British lawmakers have been urged to confront the true nature of the Chinese Communist Party (CCP) after a parliamentary seminar presented detailed evidence of forced organ harvesting from prisoners of conscience in China.
The event, titled “Understanding the Chinese Leadership,” was held on July 8 at Portcullis House in London and focused on the gap between Western assumptions about China and the CCP’s actual practices.
Former Conservative leader Sir Iain Duncan Smith, who chaired the seminar, stressed the need for policymakers to understand how differently the CCP operates from democratic governments.
Jan Jekielek, senior editor of The Epoch Times and author of “Killed to Order,” told the audience that the CCP has built an industrialized system of on-demand organ harvesting. He cited the case of a German woman who received three livers in China between 2015 and 2019.
“In any ethical transplant system, vital organs typically come from catastrophic accidents,” Jekielek said. “Yet wait times in China are often measured not in years, or months—but in weeks or even days.”

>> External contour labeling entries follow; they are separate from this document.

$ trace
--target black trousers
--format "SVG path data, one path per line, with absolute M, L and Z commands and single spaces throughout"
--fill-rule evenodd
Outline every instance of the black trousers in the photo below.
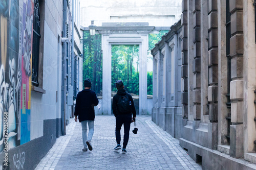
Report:
M 123 148 L 125 149 L 129 140 L 130 129 L 132 122 L 132 114 L 117 115 L 116 116 L 116 139 L 117 144 L 121 142 L 120 130 L 123 124 L 124 134 L 123 135 Z

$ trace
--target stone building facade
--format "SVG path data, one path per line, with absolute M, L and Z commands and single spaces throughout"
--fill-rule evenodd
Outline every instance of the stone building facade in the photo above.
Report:
M 152 119 L 179 138 L 180 145 L 196 162 L 202 163 L 203 169 L 256 168 L 253 3 L 183 0 L 181 28 L 176 28 L 179 22 L 172 26 L 152 51 L 156 65 Z M 176 31 L 179 29 L 180 33 Z M 175 63 L 181 58 L 181 76 L 174 82 L 168 75 L 173 65 L 164 64 L 165 58 L 172 55 L 161 53 L 162 47 L 169 44 L 166 37 L 172 31 L 181 34 L 181 43 L 180 56 L 175 57 Z M 176 70 L 175 77 L 180 71 Z M 173 84 L 178 85 L 175 91 L 180 92 L 180 81 L 181 111 L 176 115 L 181 114 L 181 118 L 173 120 L 164 103 Z M 180 134 L 166 128 L 169 127 L 180 130 Z
M 181 27 L 180 20 L 152 50 L 152 120 L 173 136 L 180 138 L 181 104 Z
M 67 8 L 63 2 L 69 3 Z M 68 84 L 61 83 L 62 65 L 69 64 L 62 54 L 63 18 L 70 5 L 61 0 L 0 2 L 1 169 L 34 169 L 65 134 L 61 89 Z M 79 40 L 76 44 L 79 55 Z

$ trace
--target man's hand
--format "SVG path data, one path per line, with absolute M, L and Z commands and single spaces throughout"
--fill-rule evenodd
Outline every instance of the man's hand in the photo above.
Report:
M 133 118 L 132 118 L 132 122 L 134 122 L 134 120 L 135 120 L 136 118 L 136 116 L 133 117 Z

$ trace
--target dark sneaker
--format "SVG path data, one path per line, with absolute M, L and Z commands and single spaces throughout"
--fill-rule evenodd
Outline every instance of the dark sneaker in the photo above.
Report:
M 121 149 L 121 145 L 120 144 L 117 144 L 117 146 L 114 149 L 114 151 L 118 152 L 118 150 Z
M 125 154 L 126 153 L 126 150 L 124 148 L 123 148 L 123 149 L 122 150 L 122 153 Z
M 92 151 L 93 150 L 93 147 L 92 146 L 92 144 L 91 144 L 90 140 L 87 140 L 86 141 L 86 144 L 87 144 L 89 150 Z

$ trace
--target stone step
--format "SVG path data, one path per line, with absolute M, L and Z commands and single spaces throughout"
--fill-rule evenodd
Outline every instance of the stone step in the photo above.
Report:
M 245 153 L 244 160 L 256 163 L 256 153 Z

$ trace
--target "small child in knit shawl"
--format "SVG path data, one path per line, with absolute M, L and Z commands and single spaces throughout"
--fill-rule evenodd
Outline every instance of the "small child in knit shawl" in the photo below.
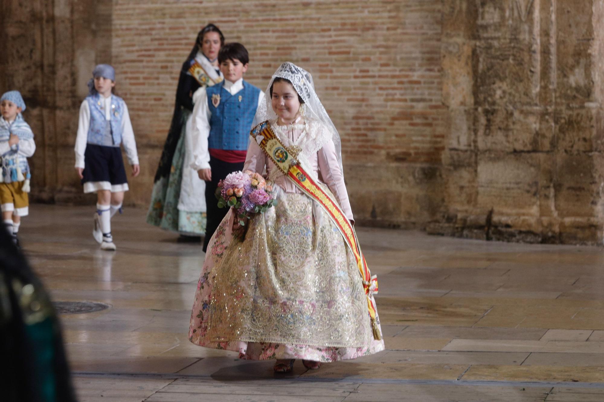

He explained that this was made possible by designating groups such as Falun Gong practitioners as enemies of the state and detaining large numbers of them. Jekielek also quoted Sir Geoffrey Nice, chairman of the China Tribunal, who warned, “Governments and any who interact in any substantial way with the PRC should now recognize that they are interacting with a criminal state,” using the official acronym of China under the CCP, referring to the People’s Republic of China.
In 2019, the China Tribunal released a report, concluding that forced organ harvesting from prisoners of conscience had occurred on a substantial scale in China.
These findings led the panel to determine unanimously and beyond a reasonable doubt that the practice had been carried out for years on a significant scale, with Falun Gong practitioners being used as the main source of organs.
Canadian human rights lawyer David Matas, who spoke at the event, turned his remarks to possible changes in UK law, arguing that existing legislation contains significant gaps and shortcomings.
“The UK extraterritorial law accordingly has a gap which needs to be filled,” Matas said, particularly regarding cases where organs are given to well-connected individuals without commercial payment.
Investigative journalist Ethan Gutmann presented findings from his research on Xinjiang. Drawing on interviews with former camp detainees and refugees, he estimated significant annual disappearances.
“With 1 million in the camps, a 2.5 percent disappearance rate means 25,000 dead per year. Five percent means 50,000 dead per year,” Gutmann said. “We are looking at, at a minimum, a quarter of a million dead Uyghurs and Kazakhs, and counting.”
The seminar was organized by the UK Falun Dafa Association. As Britain prepares for a new government, the panelists called on the incoming administration to recognize the scale of the abuses and take concrete action.
The practice of forced organ harvesting in China has been investigated for nearly two decades. Matas co-authored a landmark report on the issue in 2006 with former Canadian minister, the late David Kilgour.
Chinese authorities have consistently denied the claims, stating that the country has reformed its transplant system and relies on voluntary donations.
Independent verification inside China remains extremely difficult.